When it came down to covering up or going au naturale, I opted for to bare my breasts not to make a statement or to make others uncomfortable, but to do something so basic and so instinctual: to feed my baby. Because that's what she needed in that moment. I'm lucky to live in a state where a Breastfeeding Bill Of Rights exists. In New York, the bill states, mothers have the right to breastfeed in any location, public or private, where they're otherwise authorized to be, and we have the right to breastfeed our babies at any time, day or night. Thankfully, I've known many mothers who've exercised those rights each and every day. I've seen women breastfeed on the subway, out on the sidewalk, in front of their favorite coffee shops, and in restaurants. Moms feed in parks, in trendy family-friendly bars.

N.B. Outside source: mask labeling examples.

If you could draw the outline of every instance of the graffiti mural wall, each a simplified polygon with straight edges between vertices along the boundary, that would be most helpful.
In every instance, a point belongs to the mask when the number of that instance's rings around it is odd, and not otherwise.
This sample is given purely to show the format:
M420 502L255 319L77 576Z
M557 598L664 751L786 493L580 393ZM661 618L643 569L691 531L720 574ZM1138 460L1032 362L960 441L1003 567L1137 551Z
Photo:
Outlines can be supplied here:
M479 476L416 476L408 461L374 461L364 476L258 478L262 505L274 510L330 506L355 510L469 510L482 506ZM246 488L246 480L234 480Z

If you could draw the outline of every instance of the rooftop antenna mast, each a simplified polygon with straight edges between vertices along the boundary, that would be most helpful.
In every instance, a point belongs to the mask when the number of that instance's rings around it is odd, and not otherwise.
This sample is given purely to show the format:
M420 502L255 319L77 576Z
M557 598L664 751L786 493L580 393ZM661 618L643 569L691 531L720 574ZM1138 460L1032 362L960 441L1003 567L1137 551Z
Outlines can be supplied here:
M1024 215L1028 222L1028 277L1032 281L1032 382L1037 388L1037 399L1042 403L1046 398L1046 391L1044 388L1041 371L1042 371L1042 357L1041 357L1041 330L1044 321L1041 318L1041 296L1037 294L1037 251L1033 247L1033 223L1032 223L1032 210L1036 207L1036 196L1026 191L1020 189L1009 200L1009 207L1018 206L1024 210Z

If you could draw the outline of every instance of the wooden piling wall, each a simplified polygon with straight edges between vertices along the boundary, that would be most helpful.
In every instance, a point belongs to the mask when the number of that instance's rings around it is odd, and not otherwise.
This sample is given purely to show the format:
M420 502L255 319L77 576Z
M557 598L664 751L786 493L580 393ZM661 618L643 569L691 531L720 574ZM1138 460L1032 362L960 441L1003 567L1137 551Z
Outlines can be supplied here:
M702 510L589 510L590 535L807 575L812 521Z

In the early days, I was often apologetic for needing to feed. I'd ask for permission from the people I was with to breastfeed my daughter, and I'd ask friends and family if they'd prefer I head into another room. But after some time, the need for their comfort didn't matter to me.
Not only have I seen other women feeding in each of these locations — I've also done it myself.
I know that isn’t the case everywhere. Some states, like Idaho, offer new mothers no breastfeeding laws. In fact, breastfeeding rights and the rights of the mothers barely get a mention — and only in Idaho Code § 2-212, a code which pertains to jury duty and allows potential jurors a postponement “only upon a showing of undue hardship, extreme inconvenience, or public necessity, or upon a showing that the juror is a mother breastfeeding her child.”) But that isn't right.
Even though I stand firm in my right to breastfeed in public, I didn't always feel this way. In the early days, I was often apologetic for needing to feed. I'd ask for permission from the people I was with to breastfeed my daughter, and I'd ask friends and family if they'd prefer I head into another room. But after some time, the need for their comfort didn't matter to me. I had a child to feed. I had a job to do. And my daughter needed to eat. I didn't need their approval. I didn't need their blessing, and if I wasn't apologizing for my meals, why should I apologize for hers?
Although my breastfeeding days are long behind me, if I ever needed to breastfeed in public again, I'd do it without a second thought. Not because I wanted to make some sort of political statement or start a social movement, but because I wanted to do everything I could to give my daughter the comfort and nutrition she so desperately craved. When I paid attention to her, everyone else faded away. And that was always the most important.